Fig. 3ENIGMA Roadmap
The current organization of ENIGMA's Working Groups is shown here. Several groups relate brain measures to variation in the genome, and specialized groups are dedicated to helping members run analyses of genome-wide SNP data, copy number variants, and epigenetic markers on the genome. In parallel, there are psychiatric and neurology working groups dedicated to the study of worldwide data from a range of diseases. As shown here in detail for the schizophrenia working group, there are secondary projects, to relate brain variation to specific symptoms or clinical measures. In parallel, support groups coordinate large scale efforts to harmonize DTI (diffusion tensor imaging) and related brain data (Jahanshad et al., 2014). Partnerships between the DTI and Genomics groups are leading to genome-wide screens of DTI measures in over 13,000 people; cross-disorder partnerships study brain features that may relate to diagnostic boundaries, or common co-morbidities, allowing factors driving brain variations to be disentangled.

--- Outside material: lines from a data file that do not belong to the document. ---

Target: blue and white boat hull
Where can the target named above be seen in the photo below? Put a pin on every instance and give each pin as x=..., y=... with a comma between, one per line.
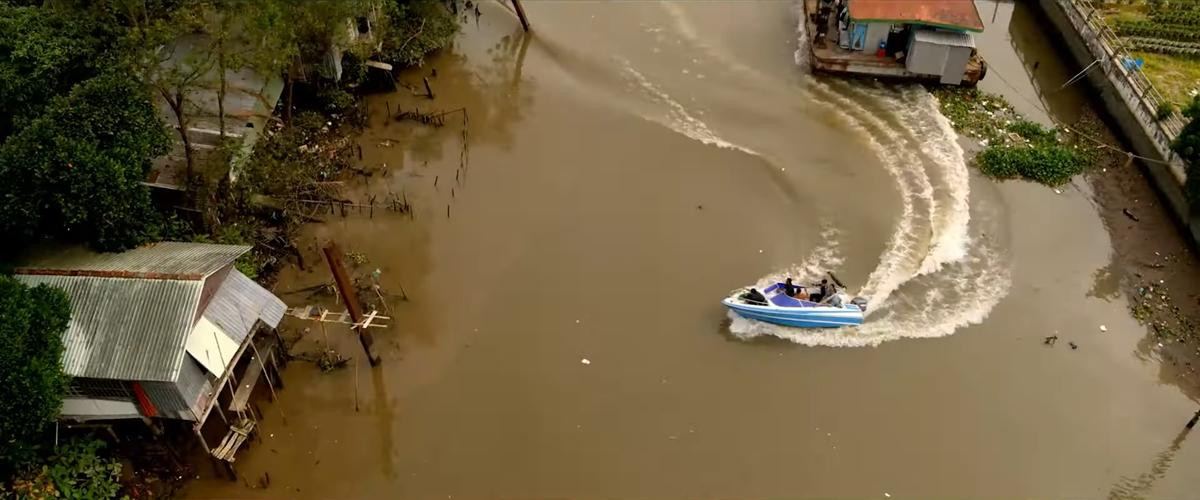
x=783, y=309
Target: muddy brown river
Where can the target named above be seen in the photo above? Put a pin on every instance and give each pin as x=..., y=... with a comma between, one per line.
x=625, y=168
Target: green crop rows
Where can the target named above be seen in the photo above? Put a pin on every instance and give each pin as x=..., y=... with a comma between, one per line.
x=1173, y=28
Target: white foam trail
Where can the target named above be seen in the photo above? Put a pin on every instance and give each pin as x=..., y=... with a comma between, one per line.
x=678, y=119
x=940, y=143
x=934, y=277
x=899, y=261
x=964, y=293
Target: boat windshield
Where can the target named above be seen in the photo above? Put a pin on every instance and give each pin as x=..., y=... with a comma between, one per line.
x=777, y=296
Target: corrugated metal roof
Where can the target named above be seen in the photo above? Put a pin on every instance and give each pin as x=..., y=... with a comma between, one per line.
x=947, y=13
x=125, y=329
x=945, y=37
x=165, y=260
x=239, y=302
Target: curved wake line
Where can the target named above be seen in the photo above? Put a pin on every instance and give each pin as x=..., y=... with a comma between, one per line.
x=934, y=277
x=678, y=119
x=898, y=261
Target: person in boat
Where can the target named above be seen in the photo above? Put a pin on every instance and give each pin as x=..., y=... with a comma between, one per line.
x=789, y=288
x=822, y=291
x=832, y=297
x=754, y=296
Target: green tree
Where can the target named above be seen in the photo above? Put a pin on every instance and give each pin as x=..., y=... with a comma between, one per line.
x=415, y=28
x=76, y=172
x=43, y=53
x=1187, y=145
x=31, y=379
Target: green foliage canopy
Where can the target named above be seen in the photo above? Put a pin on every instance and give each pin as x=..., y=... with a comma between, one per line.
x=43, y=53
x=31, y=379
x=75, y=172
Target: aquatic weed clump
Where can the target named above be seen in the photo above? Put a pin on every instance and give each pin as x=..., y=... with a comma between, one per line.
x=1035, y=154
x=1014, y=148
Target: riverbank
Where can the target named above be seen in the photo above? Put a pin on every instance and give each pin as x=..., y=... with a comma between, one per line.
x=1153, y=267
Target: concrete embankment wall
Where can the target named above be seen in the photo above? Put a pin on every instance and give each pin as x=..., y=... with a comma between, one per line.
x=1128, y=101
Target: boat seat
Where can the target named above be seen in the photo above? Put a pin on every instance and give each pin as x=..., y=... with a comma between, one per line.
x=783, y=300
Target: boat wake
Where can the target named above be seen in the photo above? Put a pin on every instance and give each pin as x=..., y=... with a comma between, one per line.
x=678, y=118
x=942, y=267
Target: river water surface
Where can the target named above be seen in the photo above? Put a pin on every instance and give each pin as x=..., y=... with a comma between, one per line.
x=627, y=167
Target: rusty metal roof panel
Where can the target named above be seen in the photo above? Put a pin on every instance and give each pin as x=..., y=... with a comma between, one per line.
x=125, y=329
x=959, y=14
x=163, y=260
x=239, y=302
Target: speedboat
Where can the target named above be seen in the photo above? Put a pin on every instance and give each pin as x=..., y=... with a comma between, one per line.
x=774, y=306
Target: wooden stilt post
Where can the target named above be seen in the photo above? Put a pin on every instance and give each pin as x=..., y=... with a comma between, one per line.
x=349, y=297
x=525, y=20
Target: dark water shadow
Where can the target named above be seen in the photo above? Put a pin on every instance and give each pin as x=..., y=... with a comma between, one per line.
x=1138, y=487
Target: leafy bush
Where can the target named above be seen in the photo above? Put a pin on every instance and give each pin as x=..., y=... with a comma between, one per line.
x=1032, y=131
x=334, y=100
x=1164, y=110
x=415, y=29
x=31, y=380
x=76, y=471
x=1049, y=164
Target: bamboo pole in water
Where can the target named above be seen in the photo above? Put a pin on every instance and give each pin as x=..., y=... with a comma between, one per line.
x=525, y=20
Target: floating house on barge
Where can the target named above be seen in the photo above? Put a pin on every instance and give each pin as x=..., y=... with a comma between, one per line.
x=917, y=40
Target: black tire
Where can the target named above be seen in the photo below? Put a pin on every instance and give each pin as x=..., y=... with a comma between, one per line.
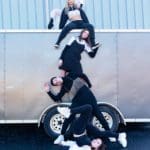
x=111, y=117
x=53, y=123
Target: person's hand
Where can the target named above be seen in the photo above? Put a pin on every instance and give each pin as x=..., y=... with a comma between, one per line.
x=46, y=87
x=60, y=62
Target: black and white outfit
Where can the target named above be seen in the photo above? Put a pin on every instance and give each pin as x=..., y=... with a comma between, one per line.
x=80, y=95
x=82, y=128
x=71, y=57
x=83, y=23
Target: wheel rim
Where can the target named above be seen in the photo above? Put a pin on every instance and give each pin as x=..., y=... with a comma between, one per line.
x=108, y=118
x=56, y=123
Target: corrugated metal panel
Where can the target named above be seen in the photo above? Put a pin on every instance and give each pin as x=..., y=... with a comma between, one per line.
x=104, y=14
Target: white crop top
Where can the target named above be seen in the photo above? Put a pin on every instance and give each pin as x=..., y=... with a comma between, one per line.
x=73, y=13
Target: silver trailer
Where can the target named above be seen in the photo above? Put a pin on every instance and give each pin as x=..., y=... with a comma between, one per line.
x=119, y=74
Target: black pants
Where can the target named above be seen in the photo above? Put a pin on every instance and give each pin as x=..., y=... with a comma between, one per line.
x=85, y=96
x=82, y=124
x=79, y=24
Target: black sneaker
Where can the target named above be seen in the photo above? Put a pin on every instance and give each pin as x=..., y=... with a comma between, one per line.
x=97, y=45
x=56, y=46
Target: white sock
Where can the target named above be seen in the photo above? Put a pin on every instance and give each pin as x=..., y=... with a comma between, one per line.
x=122, y=139
x=59, y=139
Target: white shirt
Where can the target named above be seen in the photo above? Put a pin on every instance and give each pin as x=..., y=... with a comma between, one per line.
x=79, y=2
x=73, y=13
x=87, y=47
x=73, y=145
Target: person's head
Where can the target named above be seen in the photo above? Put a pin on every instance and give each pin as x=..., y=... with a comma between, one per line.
x=85, y=35
x=56, y=81
x=70, y=3
x=96, y=144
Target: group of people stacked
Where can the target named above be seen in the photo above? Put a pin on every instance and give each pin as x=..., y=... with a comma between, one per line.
x=78, y=132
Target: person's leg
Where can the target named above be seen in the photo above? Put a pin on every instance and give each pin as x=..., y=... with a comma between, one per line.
x=96, y=133
x=86, y=79
x=98, y=114
x=65, y=31
x=90, y=27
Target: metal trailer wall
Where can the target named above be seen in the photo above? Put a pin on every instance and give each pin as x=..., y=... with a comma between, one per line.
x=103, y=14
x=119, y=73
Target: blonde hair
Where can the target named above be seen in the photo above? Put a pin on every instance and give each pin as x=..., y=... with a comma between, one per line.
x=67, y=3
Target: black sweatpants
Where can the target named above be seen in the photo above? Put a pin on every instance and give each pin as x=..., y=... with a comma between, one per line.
x=79, y=24
x=83, y=97
x=83, y=124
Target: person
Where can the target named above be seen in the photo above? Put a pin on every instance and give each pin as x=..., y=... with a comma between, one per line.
x=56, y=13
x=78, y=93
x=78, y=20
x=82, y=128
x=70, y=58
x=54, y=18
x=79, y=3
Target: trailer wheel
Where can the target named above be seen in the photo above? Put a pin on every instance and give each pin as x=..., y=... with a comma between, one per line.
x=110, y=116
x=53, y=122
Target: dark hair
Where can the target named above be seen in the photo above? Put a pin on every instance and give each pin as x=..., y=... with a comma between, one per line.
x=102, y=147
x=51, y=81
x=88, y=41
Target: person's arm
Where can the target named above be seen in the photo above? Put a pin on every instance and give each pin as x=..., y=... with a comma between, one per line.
x=63, y=19
x=86, y=79
x=68, y=45
x=83, y=16
x=91, y=51
x=57, y=97
x=64, y=52
x=51, y=23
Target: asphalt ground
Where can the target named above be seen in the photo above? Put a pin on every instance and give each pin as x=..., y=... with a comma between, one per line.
x=29, y=137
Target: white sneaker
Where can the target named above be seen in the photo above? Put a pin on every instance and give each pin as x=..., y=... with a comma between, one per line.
x=123, y=139
x=65, y=111
x=59, y=139
x=112, y=139
x=56, y=46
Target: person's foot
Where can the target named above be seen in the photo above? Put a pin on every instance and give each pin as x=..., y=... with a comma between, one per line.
x=65, y=111
x=122, y=139
x=97, y=45
x=112, y=139
x=47, y=87
x=57, y=46
x=59, y=139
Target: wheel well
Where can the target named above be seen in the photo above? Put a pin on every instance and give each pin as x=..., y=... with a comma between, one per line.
x=114, y=108
x=43, y=114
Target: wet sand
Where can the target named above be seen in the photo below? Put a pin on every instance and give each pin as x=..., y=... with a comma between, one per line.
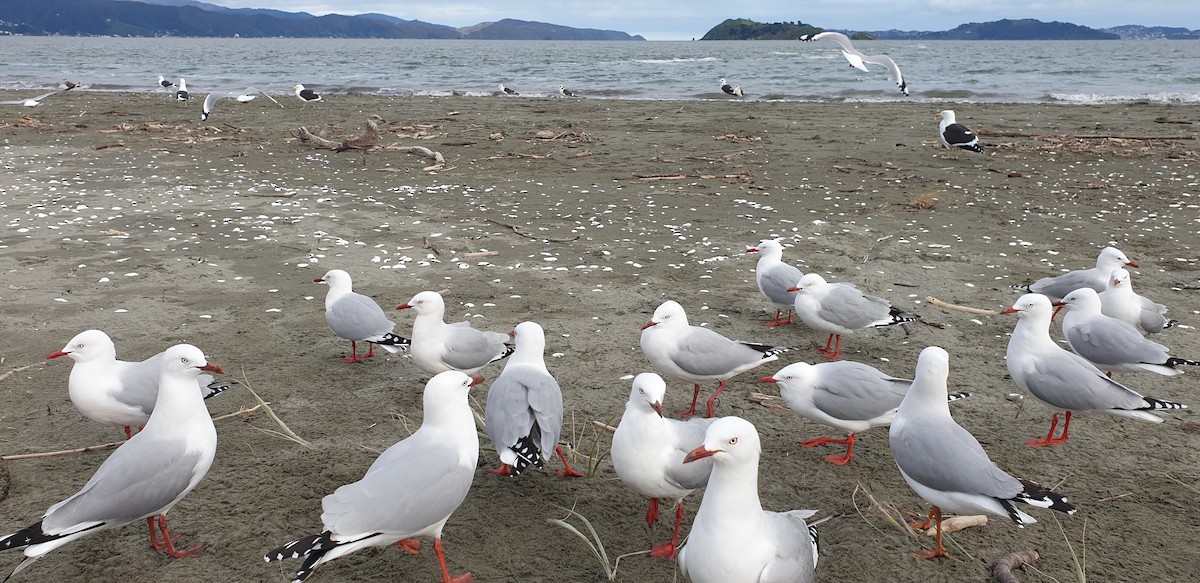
x=125, y=212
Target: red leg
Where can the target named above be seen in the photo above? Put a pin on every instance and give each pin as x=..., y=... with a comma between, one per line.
x=567, y=472
x=652, y=514
x=712, y=401
x=691, y=410
x=669, y=550
x=445, y=571
x=411, y=546
x=939, y=550
x=169, y=544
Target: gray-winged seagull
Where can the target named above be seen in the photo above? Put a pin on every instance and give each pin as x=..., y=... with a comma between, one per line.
x=648, y=451
x=1065, y=380
x=732, y=539
x=945, y=464
x=525, y=407
x=409, y=491
x=697, y=354
x=145, y=476
x=357, y=317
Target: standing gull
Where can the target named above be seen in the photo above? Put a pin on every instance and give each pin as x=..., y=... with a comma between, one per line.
x=732, y=539
x=409, y=491
x=1113, y=344
x=525, y=407
x=145, y=476
x=858, y=60
x=775, y=277
x=845, y=395
x=945, y=464
x=953, y=134
x=1056, y=288
x=357, y=317
x=115, y=391
x=839, y=308
x=697, y=354
x=439, y=347
x=648, y=451
x=1120, y=301
x=1065, y=380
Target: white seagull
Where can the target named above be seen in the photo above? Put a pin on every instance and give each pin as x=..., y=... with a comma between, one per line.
x=839, y=308
x=1120, y=301
x=305, y=95
x=858, y=60
x=409, y=491
x=732, y=539
x=953, y=134
x=697, y=354
x=845, y=395
x=1065, y=380
x=525, y=407
x=775, y=277
x=1113, y=344
x=358, y=318
x=439, y=347
x=945, y=464
x=117, y=391
x=145, y=476
x=648, y=451
x=1097, y=277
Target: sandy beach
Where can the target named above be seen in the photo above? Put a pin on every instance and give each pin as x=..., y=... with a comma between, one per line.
x=127, y=214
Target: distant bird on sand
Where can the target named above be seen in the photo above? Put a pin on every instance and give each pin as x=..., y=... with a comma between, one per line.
x=954, y=134
x=306, y=94
x=858, y=60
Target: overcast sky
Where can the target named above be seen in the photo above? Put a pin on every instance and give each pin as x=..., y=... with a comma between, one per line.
x=664, y=20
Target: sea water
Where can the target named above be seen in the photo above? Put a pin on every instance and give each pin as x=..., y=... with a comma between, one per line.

Fig. 4ENIGMA's studies of brain differences in disease revealed consistent patterns of subcortical volume differences across multiple cohorts with schizophrenia and major depression (data reproduced, with permission, from van Erp et al., 2015; Schmaal et al., 2015, Molecular Psychiatry). Here we show the effect sizes (Cohen's d), for the mean volume difference between patients and matched controls, for a range of brain structures measured from MRI. After meta-analysis of all cohorts, in schizophrenia, a range of subcortical structures showed volumetric differences, including hypertrophy, which may be due in part to antipsychotic treatment. In major depression, the hippocampus is smaller in the depressed groups. Such data, for these and other brain measures, is now being compiled and analyzed across 12 disorders in ENIGMA (see Table 1 for a summary), and may be useful for classification, so long as relevant confounds, site effects, and co-morbidities are appropriately modeled and understood.
Fig. 5Meta-Analyzing Statistical Brain Maps
As in other fields of brain mapping, voxel-based statistical analyses can map statistical associations between predictors and brain signals. To meta-analyze maps of statistical associations across sites, Jahanshad et al. (2015a,b,c) proposed a method whereby each site aligns data to their own brain template (mean deformation template, or MDT). Statistics from each site are meta-analyzed at each voxel, after a second round of registration to an overall mean template (computed here from 4 cohorts representing different parts of the lifespan). Analyses proceed in parallel, using computational resources across all sites; analyses are updated when a new site joins. This approach applies equally to voxel-based maps of function, and the ENIGMA-Shape working group has modified it to work with surface-based coordinates (Gutman et al., 2015a,b,c). If structural labels are used to drive the multi-channel registration (top panels), in conjunction with an approach such as tensor-based morphometry, the resulting local volumetric measures should closely mirror volumetric findings for specific regions of interest. As such, some results of brain-wide genome-wide searches can be checked by consulting genome-wide association results for specific regions of interest (Hibar et al., 2015a,b; Adams and the CHARGE and ENIGMA2 Consortia, submitted for publication).